Page 16 of Such A Bad Girl
He was painfully handsome. Still. Not repulsive, no matter how much I wished otherwise. His body still rippled with perfectly sculpted muscles, and his eyes still sparkled with playful mischief. And that damned smoldering heat between us still ripped the breath from my lungs the way it did every single time I allowed myself to watch him like this.
I should know better.
Obviously, I don’t.
Desire washed through me, and I hated him for it.
Damn Theo. Damn his skin, his eyes, his hair — those fucking hands. Damn him for the way I now knew the feeling of his fingertips sliding over my bare skin, or into my mouth.
Damn him for the way I unfortunately still wondered what his beautiful cock would feel like slipping into my pussy. After a few weeks of playing, he’d still not fucked me.
“Fuck!” I muttered under my breath, tearing my eyes away just as his darted over towards me.
I felt the heat of his gaze, but I didn’t dare turn back to meet his eye as I slipped away, hating how I wanted him to watch my ass as I went.
Chapter Six
THEO
Isighed, taking a swig of my whiskey, and leaning back against the red leather upholstery. I was restless, anxious. I felt like I was always waiting for something to arrive these days, and I was never quite sure what that actually was. Maddened and frustrated, I spent my days drowning myself in work and trying to find some kind of release in the small amount of time I allowed myself to indulge my desires in the temple.
The temple kept me sane.
I never knew what might happen down there. Nobody did. That was the magic of it all. We let loose, left our inhibitions at the door, and let that delicious darkness take us wherever we wanted to go.
The world that West, Rian and I had created down there existed only because we’d worked our asses off to get it right. We’d had a lot of bumps and bruises along the way, but we’d persevered and now, it was a safe place to explore the sides of ourselves that we couldn’t present to the outside world.
It was our place of worship.
Maybe it was unconventional. Maybe it was dangerous.
But it was just what we all needed.
And it would continue to be as long as I could figure out how to keep the place afloat. We were sinking financially, way too quickly. And it was up to me to save us. I’d been spending long hours in my office going over possible solutions and it was wearing me down a little.
The relief the temple provided was exactly what I needed at times like this. Especially with the sexy woman I’d been playing with lately.
This, though? The bubbly, shallow, superficial conversation that was swirling around me in this booth in our exclusive dance club above the temple? That was not at all what I needed right now. What I needed was to have my shaft buried in some hooded beauty in the darkness downstairs before the night was up, or I might just explode. I’d been holding off on fucking my new playmate but I knew I couldn’t wait much longer. I couldn’t help but wonder if Mae would be down there tonight.

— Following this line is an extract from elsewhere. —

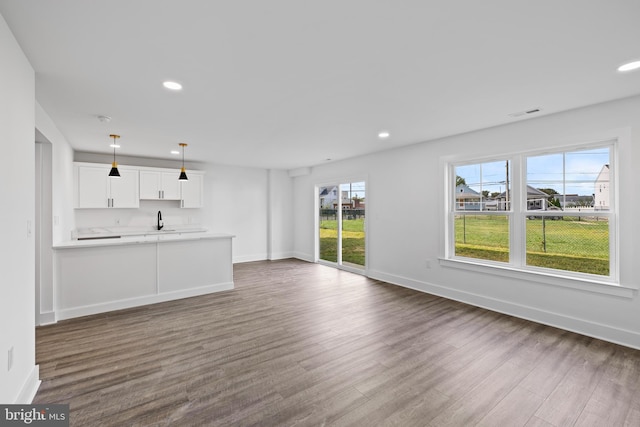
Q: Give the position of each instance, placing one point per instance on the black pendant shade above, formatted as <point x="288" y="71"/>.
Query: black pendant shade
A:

But for now, I had to stay here and be a proper best friend by celebrating West and Kaylee’s engagement.
My eyes trailed over the club, squinting through the flashing lights as I watched my dearest friends enjoy themselves.
When my eyes landed on the one face I was trying to avoid, my entire body tensed up when I caught her looking at me. Everleigh snatched her gaze away as quickly as she could, but it was too late. She’d been watching me. I caught her all the time. I knew she hated it, too. That didn’t keep the smirk from stretching across my face, though. When she got up and stormed off, I laughed out loud.

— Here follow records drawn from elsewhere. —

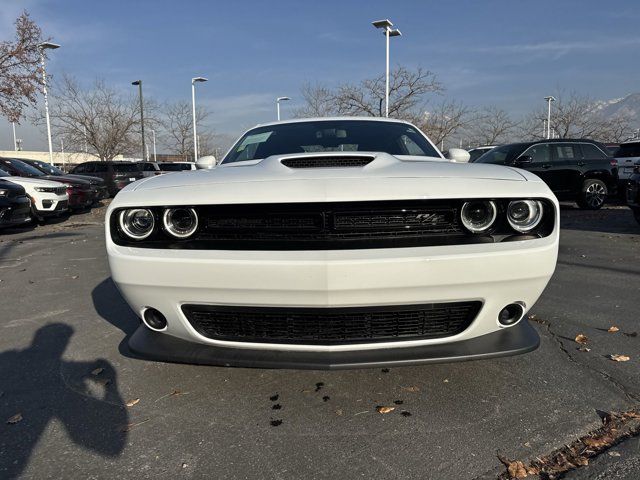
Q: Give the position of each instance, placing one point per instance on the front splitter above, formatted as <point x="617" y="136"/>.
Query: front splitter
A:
<point x="149" y="345"/>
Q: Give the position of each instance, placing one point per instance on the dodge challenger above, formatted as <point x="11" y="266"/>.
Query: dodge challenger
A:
<point x="333" y="243"/>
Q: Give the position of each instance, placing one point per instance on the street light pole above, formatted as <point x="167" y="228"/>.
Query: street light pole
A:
<point x="153" y="132"/>
<point x="549" y="99"/>
<point x="193" y="105"/>
<point x="278" y="100"/>
<point x="139" y="84"/>
<point x="42" y="47"/>
<point x="388" y="32"/>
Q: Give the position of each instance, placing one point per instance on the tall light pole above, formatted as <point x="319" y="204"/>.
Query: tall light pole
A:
<point x="388" y="32"/>
<point x="15" y="143"/>
<point x="153" y="132"/>
<point x="193" y="104"/>
<point x="42" y="47"/>
<point x="138" y="83"/>
<point x="278" y="100"/>
<point x="549" y="99"/>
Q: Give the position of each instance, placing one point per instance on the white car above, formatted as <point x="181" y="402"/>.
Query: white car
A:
<point x="333" y="243"/>
<point x="48" y="198"/>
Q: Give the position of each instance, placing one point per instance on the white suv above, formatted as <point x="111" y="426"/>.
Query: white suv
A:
<point x="47" y="198"/>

The blonde thought I was laughing at something she’d said, but I’d stopped listening to her long ago.
Instead, I let my gaze fall on Everleigh’s perfect round, curvy ass as she sashayed through the club, looking like the fucking goddess that she was.

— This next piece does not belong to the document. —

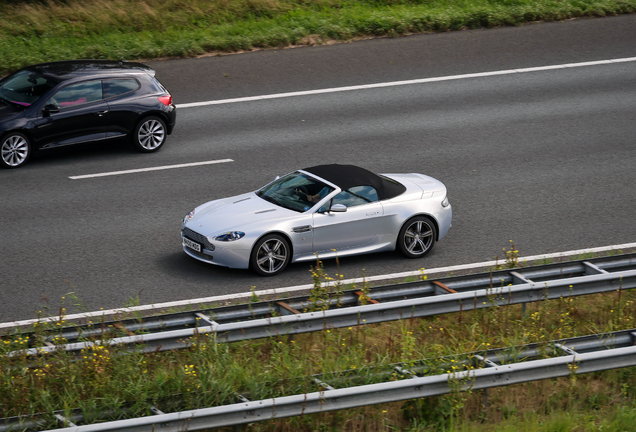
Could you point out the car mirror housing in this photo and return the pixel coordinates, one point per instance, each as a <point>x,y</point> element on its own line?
<point>51,108</point>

The forbidden goddess, that is.
Fuck.
Being obsessed with your best friend’s little sister is not something I would recommend to anyone. It’s fucking torture. But here I am, enduring that torture every damned day she shows up in front of me.
I used to run out of the room when she walked in. But that wasn’t always possible, and after a while, West started asking questions. And there was nothing that I hated more than lying to my best friend. West was loyal and the best friend I’d ever known. If he knew the thoughts about his little sister that ran through my head, he’d rip my head off.
Knowing this didn’t stop the thoughts, though. It just stopped me from acting on them. The feel of her mouth on mine when she’d bombarded me the other day was seared into my brain.